The two are very different performers playing two polar opposite characters. Jenkins is more of a classic actor — he embraces the persona of his character and seemingly attempts to push himself out of his own head in order to embody the mindset and views of Stanley. McGhie, on the other hand, seems to be approaching Jevon through a more personal direction. Instead of trying to act like someone else, he brings a lot of himself to the role. It’s a more subtle and relaxed performance that doesn’t get caught up in the minutia. 

Seeing these different approaches to performance on screen at the same time emphasizes the differences of the lead characters. It allows both characters to have their own space in the film, which ultimately results in the characters being equal in terms of the film’s focus. Neither of them is given any more or less narrative or emotional importance than the other. 

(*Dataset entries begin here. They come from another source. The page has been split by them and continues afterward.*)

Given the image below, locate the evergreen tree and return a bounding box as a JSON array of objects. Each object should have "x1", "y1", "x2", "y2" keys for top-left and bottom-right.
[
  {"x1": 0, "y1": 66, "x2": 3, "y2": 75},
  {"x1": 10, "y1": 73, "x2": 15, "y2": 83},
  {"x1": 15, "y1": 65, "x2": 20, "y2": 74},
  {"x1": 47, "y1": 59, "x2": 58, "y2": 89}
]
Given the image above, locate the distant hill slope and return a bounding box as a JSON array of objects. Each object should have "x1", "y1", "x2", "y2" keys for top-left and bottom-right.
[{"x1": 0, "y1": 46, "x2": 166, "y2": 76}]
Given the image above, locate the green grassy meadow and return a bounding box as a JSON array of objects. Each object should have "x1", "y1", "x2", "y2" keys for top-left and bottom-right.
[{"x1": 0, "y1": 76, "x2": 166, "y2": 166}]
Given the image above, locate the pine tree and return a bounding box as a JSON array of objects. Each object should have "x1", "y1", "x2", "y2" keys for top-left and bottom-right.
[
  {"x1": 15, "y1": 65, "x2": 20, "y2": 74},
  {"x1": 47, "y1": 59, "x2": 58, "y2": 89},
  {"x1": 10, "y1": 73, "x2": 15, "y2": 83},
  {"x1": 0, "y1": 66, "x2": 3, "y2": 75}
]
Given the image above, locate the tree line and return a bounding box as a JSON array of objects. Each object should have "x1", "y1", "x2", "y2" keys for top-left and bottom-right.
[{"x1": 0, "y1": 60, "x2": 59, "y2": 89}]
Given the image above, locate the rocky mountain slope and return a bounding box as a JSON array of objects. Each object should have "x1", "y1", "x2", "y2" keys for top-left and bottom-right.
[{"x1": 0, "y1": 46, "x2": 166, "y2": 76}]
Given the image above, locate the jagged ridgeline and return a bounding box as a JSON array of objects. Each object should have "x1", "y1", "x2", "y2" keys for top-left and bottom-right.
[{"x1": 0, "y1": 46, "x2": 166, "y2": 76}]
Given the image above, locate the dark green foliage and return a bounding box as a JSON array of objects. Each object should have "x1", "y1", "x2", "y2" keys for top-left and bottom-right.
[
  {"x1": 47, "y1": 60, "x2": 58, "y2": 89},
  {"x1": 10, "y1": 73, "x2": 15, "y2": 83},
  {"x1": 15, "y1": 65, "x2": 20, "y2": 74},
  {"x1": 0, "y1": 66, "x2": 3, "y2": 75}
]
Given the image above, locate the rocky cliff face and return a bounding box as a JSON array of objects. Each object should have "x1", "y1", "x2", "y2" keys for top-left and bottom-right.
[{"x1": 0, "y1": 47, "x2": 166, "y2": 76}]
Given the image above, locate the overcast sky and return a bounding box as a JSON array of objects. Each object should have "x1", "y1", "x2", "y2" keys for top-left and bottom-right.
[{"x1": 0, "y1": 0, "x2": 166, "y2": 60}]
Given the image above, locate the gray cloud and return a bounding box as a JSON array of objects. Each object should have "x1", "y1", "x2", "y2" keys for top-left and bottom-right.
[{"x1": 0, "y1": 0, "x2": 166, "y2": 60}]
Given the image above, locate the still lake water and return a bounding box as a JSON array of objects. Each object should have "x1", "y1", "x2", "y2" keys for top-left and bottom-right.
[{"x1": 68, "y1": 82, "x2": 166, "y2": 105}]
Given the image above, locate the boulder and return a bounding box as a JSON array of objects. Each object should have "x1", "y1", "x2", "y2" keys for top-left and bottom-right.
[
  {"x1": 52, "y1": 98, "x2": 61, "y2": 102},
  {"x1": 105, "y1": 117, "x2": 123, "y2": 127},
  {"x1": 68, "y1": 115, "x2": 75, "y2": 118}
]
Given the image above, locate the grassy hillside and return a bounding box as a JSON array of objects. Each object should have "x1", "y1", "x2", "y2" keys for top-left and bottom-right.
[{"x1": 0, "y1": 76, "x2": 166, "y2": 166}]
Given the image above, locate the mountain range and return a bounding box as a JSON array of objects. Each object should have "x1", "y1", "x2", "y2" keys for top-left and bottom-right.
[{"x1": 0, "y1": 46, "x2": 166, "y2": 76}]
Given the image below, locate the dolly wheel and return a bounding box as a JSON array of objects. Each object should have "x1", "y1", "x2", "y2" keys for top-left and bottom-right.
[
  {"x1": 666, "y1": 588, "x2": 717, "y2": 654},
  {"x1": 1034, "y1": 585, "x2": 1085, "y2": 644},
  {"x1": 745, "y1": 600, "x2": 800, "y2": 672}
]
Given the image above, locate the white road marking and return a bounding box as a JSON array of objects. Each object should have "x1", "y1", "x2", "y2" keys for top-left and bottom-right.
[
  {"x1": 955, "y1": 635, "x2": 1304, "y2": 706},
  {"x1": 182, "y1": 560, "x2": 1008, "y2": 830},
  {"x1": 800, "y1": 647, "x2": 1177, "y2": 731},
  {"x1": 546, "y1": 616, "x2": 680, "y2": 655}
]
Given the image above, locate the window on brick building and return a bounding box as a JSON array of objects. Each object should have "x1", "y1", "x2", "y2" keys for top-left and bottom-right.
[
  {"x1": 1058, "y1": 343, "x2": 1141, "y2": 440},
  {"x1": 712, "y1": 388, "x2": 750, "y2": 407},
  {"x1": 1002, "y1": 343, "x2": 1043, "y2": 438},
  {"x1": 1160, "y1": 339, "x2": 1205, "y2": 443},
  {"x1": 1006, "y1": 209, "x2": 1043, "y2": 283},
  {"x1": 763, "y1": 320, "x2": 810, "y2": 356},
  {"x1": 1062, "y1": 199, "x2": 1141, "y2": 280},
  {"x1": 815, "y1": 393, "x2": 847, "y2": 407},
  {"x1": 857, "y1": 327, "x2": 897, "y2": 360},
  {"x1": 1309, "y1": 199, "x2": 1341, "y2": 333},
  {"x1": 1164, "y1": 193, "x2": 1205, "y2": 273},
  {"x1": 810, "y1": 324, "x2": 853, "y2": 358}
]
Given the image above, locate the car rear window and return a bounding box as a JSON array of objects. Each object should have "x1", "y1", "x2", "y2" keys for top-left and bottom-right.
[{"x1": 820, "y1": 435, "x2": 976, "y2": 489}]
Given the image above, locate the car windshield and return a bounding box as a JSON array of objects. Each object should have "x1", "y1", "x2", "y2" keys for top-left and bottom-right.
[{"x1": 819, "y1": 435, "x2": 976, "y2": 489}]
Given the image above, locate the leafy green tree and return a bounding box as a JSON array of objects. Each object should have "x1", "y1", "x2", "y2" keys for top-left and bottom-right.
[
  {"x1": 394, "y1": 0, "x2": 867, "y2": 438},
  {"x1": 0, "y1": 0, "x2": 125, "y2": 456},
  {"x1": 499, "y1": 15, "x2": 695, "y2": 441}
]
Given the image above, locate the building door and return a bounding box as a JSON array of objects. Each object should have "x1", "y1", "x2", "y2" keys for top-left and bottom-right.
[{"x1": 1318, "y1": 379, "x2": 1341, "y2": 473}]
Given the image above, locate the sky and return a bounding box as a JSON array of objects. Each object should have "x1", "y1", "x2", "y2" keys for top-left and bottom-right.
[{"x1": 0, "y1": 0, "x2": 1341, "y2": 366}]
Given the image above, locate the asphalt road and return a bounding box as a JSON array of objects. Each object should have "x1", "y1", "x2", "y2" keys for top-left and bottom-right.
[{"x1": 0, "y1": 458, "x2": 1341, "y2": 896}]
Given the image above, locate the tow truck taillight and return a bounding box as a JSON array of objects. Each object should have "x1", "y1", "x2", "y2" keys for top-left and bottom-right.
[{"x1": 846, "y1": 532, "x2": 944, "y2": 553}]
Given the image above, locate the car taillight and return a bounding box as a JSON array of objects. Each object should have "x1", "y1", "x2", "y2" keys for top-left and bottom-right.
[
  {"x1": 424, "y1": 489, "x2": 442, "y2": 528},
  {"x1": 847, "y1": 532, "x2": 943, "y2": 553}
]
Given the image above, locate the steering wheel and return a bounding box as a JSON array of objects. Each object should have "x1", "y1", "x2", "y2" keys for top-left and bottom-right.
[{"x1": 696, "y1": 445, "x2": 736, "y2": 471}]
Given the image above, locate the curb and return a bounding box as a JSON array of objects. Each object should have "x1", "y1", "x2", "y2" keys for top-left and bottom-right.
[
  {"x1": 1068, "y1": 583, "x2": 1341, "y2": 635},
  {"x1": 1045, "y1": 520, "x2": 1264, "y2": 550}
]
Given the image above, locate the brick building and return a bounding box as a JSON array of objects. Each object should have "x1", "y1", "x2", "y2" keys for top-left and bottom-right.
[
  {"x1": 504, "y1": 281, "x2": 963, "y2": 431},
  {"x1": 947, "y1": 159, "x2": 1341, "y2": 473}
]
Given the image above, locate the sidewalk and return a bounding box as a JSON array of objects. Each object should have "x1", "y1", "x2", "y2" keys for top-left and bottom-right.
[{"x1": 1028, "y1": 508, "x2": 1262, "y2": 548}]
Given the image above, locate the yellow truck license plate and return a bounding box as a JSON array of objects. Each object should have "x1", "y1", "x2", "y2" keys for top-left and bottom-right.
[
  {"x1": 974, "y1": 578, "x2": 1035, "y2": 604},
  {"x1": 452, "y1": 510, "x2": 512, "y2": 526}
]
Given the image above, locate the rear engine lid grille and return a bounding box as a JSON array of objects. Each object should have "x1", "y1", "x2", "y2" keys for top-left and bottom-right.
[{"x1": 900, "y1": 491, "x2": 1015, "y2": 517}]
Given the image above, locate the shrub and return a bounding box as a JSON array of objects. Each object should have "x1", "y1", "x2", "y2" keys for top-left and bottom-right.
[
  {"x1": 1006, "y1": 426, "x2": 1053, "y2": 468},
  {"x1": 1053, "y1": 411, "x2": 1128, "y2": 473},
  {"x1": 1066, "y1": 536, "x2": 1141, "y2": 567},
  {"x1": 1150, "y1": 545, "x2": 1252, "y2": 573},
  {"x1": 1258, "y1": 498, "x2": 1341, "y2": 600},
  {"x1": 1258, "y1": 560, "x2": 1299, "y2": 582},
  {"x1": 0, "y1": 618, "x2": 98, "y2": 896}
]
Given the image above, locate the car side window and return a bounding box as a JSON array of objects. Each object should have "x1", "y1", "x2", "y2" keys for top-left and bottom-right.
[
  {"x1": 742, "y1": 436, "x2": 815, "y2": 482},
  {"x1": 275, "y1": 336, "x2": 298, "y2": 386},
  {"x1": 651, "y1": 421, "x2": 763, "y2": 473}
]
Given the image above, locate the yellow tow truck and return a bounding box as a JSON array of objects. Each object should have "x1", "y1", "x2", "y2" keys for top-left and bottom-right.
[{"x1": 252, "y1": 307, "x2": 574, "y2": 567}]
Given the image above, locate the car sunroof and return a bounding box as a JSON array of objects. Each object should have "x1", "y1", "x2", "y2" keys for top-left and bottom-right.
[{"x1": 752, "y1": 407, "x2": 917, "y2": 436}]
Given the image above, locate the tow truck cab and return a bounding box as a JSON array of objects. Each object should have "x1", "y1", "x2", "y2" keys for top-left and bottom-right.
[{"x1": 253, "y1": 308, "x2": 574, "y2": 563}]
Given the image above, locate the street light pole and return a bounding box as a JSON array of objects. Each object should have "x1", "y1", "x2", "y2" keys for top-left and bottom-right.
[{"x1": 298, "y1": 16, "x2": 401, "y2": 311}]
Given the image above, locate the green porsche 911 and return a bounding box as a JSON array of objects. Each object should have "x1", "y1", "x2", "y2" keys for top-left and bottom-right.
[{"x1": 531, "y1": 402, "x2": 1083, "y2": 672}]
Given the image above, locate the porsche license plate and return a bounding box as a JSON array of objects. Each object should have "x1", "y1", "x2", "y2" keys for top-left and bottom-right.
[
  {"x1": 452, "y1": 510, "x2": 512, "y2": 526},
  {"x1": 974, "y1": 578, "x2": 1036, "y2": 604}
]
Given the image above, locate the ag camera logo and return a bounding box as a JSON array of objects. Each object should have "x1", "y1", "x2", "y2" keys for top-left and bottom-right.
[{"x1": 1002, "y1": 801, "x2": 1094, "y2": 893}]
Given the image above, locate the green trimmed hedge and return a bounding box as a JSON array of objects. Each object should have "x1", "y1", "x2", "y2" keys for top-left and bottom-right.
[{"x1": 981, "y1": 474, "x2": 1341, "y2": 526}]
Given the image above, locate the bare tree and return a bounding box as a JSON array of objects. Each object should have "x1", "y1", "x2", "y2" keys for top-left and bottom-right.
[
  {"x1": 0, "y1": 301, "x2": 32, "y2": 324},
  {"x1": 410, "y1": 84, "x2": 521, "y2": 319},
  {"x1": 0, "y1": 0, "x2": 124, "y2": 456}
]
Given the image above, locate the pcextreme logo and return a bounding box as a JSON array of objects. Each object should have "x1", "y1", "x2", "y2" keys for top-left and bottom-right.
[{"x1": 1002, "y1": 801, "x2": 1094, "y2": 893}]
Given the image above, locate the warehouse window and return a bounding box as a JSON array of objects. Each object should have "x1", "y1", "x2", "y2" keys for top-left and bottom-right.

“The Last Shift” is an excellent example of a film that deliberately ends the story without a conclusion, but that lack of a satisfying ending makes the movie all the more powerful. 

Without going into too much detail about the film’s conclusion, “The Last Shift” highlights how one’s differences can affect their views of and even their actions toward others. It shows that everyone has their own struggles and demons to overcome, and this can often lead to mistreatment of others. The film also demonstrates that after said mistreatments, life often unjustly moves on without any sort of repercussions or consequences for one’s actions. “The Last Shift” manages to convey this idea by not actively pitting its two characters against each other, but rather placing them in the same setting and letting their beliefs and differences naturally guide them to the film’s conclusion. It makes it feel like an incredibly realistic scenario, which only adds to the drama of it all. 

Because of the small nature of the film and the general lack of public awareness of it, “The Last Shift” is a film that will likely be unjustly overlooked by many. 

I found the film to be an incredibly dynamic look at how two people — living in similar circumstances — can have vastly different life experiences. The movie explores both their differences and their similarities, and consequently leaves the audience reflecting on how their own experiences have shaped their personalities.